Esposin, JAKARTA -- Detasemen Khusus (Densus) 88 Antiteror menggunakan cara-cara yang digunakan rezim Orde Baru dalam menangkap dan menangani orang-orang yang diduga dan dituduh sebagai teroris. Hal ini terkait banyaknya orang yang meninggal dunia tanpa proses pengadilan sejak dibentuknya Densus.
"Cara-cara Densus 88 seperti Kopkamtib rezim Orde Baru. Sejarah akan mencatat Reformasi masih belum bisa menghargai nyawa warga negara. Itu memalukan bagi Reformasi kita," kata kata Direktur Eksekutif Lingkar Madani (Lima) Ray Rangkuti yang dikutip Esposin dari Antara di Jakarta, Minggu (3/4/2016).

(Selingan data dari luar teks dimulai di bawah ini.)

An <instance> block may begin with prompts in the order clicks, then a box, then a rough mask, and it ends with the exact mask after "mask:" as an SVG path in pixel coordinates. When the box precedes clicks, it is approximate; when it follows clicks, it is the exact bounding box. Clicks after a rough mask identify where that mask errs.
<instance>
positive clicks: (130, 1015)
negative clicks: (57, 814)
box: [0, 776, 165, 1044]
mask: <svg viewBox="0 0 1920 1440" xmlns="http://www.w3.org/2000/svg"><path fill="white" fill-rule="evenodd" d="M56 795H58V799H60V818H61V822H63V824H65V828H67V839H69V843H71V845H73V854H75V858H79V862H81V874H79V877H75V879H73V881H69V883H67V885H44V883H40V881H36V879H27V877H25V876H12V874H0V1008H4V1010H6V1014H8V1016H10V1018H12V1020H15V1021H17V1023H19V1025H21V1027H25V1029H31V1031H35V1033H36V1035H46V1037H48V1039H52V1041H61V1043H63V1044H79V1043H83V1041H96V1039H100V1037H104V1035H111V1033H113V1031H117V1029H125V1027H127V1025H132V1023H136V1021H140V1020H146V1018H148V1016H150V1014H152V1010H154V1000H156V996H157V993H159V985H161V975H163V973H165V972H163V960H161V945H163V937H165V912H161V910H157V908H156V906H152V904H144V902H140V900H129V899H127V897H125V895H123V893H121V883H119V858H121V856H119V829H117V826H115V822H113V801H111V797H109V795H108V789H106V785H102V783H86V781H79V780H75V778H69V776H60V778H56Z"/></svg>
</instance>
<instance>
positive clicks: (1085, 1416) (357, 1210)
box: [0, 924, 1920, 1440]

Meskipun data Komisi Nasional Hak Asasi Manusia (Komnas HAM) menyatakan 121 orang meninggal dunia tanpa melalui proses hukum sejak Densus 88 dibentuk, kata Ray, bukan tidak mungkin jumlah yang sebenarnya melebih angka tersebut.
"Angka 121 saja mengerikan dan memalukan. Nyawa-nyawa warga negara hilang diduga oleh aparat negara atau sedang dalam penanganan petugas negara. Bagaimana kita akan menjelaskan kepada generasi selanjutnya?" tuturnya. Baca juga: Tertekan Penolakan Warga Terhadap Otopsi Siyono, Orang Tua Sakit-Sakitan.
Menurut Ray Rangkuti, generasi-generasi selanjutnya bisa saja menanyakan berapa harga nyawa seorang warga negara. Harga nyawa seseorang tentu tidak ternilai. Baca juga: Otopsi Siyono Dimulai.
Namun, entah mengapa, nyawa Siyono yang pulang dalam keadaan tidak bernyawa setelah ditangkap Densus 88 karena diduga seorang teroris dihargai dengan dua gepok uang.
"Dalam kasus Siyono, setidaknya ada tiga hal yang bisa dipertanyakan. Apa dasar seorang terduga teroris ditangkap dan hilang hak-haknya? Apa dasar kematian Siyono? Apa arti dua gepok uang yang diberikan kepada keluarganya?" katanya.
Ray mendesak pemerintah untuk mereformasi seluruh sistem yang ada di kepolisian, khususnya Densus 88. Penyelesaian kematian Siyono tidak bisa hanya diselesaikan di internal kepolisian, tetapi harus melalui investigasi independen.